On this. Was subpixel enabled on this ? Can you share a sample if possible ?

diablodale commented 2 years ago

You can see the quantization above in an earlier post https://github.com/luxonis/depthai-core/issues/397#issuecomment-1047331034 and the post after that I discuss how mesh files won't help https://github.com/luxonis/depthai-core/issues/397#issuecomment-1047426285

When everything is quantized, everything is flat....because it is all quantized to the same value. A convex shape will be hidden in the round up/down to the unit of quantization.

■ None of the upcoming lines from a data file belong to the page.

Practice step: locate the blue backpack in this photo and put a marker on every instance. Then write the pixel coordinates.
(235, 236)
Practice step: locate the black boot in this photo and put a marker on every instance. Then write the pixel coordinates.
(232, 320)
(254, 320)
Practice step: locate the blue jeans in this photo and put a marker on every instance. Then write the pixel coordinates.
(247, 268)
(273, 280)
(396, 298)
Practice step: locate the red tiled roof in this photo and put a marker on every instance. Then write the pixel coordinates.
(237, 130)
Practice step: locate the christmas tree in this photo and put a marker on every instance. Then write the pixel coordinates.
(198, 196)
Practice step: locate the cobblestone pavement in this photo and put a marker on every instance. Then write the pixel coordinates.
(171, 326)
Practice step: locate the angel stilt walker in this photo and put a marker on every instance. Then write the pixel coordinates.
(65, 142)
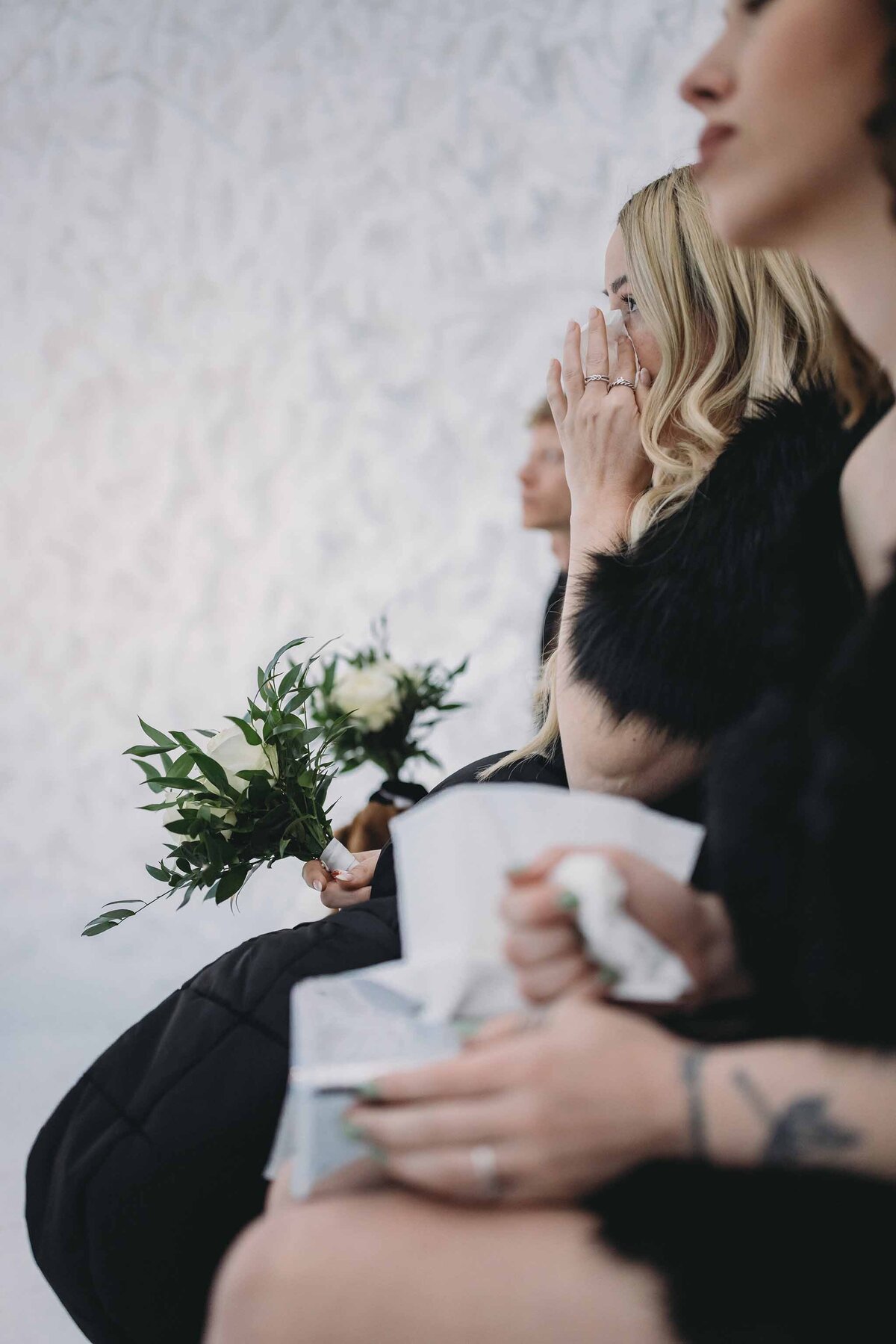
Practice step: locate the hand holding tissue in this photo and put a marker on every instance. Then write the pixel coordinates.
(452, 856)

Yes, subpixel was enabled in all my above scenarios.

Tomorrow I will...

If you want to test my app yourself (without mesh), its available at https://hidale.com/shop/dp-oak/. It is a plugin for the Max patching environment so you would first need a trial or license for Max itself.

diablodale commented 2 years ago

Videos...

Good news. I could not reproduce the mesh quantization seen above. Later, I will experiment with mesh files at different resolutions/steps; might be where I saw it or some bug has since been fixed. I also got my head around what those mesh files are; downsampled OpenCV remap/distortion lookup maps.

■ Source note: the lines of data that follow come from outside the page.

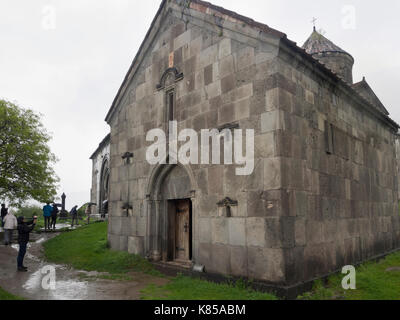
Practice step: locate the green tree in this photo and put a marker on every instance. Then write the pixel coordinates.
(26, 161)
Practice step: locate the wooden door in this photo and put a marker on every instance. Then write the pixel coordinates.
(182, 230)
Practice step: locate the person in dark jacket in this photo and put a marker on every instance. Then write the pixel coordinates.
(47, 210)
(3, 213)
(74, 215)
(54, 215)
(24, 229)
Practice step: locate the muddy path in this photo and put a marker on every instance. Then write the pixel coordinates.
(70, 284)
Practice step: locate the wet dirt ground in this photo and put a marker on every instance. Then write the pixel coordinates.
(70, 284)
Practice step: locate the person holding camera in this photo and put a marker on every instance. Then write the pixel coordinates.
(47, 210)
(24, 229)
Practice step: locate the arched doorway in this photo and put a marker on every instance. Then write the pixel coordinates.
(104, 188)
(171, 208)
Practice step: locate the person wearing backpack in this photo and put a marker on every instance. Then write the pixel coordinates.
(24, 228)
(74, 215)
(54, 215)
(10, 224)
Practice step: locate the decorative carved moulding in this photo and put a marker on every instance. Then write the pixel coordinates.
(177, 76)
(225, 207)
(227, 202)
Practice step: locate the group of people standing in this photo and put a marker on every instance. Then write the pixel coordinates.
(10, 223)
(50, 214)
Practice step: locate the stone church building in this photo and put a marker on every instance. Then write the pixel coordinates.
(324, 191)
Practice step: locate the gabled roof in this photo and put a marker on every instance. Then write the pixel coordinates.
(364, 90)
(317, 43)
(102, 144)
(217, 11)
(201, 6)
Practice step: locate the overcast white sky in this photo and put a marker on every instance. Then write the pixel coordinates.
(67, 59)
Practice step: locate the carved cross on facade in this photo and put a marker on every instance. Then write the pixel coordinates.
(127, 156)
(127, 207)
(227, 203)
(314, 20)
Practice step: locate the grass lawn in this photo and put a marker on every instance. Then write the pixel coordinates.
(4, 295)
(373, 282)
(186, 288)
(86, 249)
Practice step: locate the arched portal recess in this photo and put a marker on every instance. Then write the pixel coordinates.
(171, 214)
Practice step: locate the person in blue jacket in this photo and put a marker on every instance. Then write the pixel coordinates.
(47, 210)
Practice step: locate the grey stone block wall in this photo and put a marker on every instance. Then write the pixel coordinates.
(302, 213)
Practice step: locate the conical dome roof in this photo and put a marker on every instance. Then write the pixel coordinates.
(317, 43)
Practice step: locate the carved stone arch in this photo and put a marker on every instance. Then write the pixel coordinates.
(104, 186)
(167, 182)
(170, 72)
(158, 175)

Mesh files corrected most of the convex shape https://www.youtube.com/watch?v=hda1IAwRN58. This suggests to me that there is measurable distortion on my pro-poe and undistortion using opencv apis or mesh files is needed for reliable depth.

The ir dot projector did not make a difference in the convex share. Of course, the noise is greatly affected https://www.youtube.com/watch?v=-DLddLj2gvc

This last one was fun. I have 4 sensors (d, d-lite, pro-d-poe, and kinectazure) all with same code, values, position on table, view, etc. https://www.youtube.com/watch?v=t-x886U_fds in the video you can see some interesting comparisons

My oak-d-lite performs poorly compared to all other sensors for generating depth values. This concerned me so I did a calibration from the lite-calibration branch. It was difficult to get through the whole cali sequence; many "can't see checkerboard" in a fully lit room with a big clear cali target. Unsure why. I got through it after ~20 minutes 🙄 and...no improvement. The d-lite continued to have significantly less valid depth pixels than other OAK sensors even though the host code and config/settings are the same. To double-check, I attached my 2nd oak-d-lite and chose to not calibrate this 2nd d-lite. This video shows the two oak-d-lite's side-by-side. The left side is the 1st and calibrated oak-d-lite...the same one seen in the 4-way video. The right side is my 2nd oak-d-lite that still has the factory calibration. https://www.youtube.com/watch?v=PA5AGDt-Swg

Luxonis-Brandon commented 2 years ago

(I'm behind but wanted to just write at least for now to say THANK YOU for all the testing, feedback, and data here!)

diablodale commented 7 months ago

The bug is caused by OAK hardware itself. Some OAK devices have significantly distorted lens/sensors for mono. When that highly distorted data (left and right each have distinct distortion) is processed by dai::node::StereoDepth, it leads to unacceptable errant depth values.

All mono input into StereoDepth must be undistorted first. Create "mesh" data from the raw OAK calibration values and load the mesh with dai::node::StereoDepth::loadMeshData() is the fix. Closing with 2 years of verified results.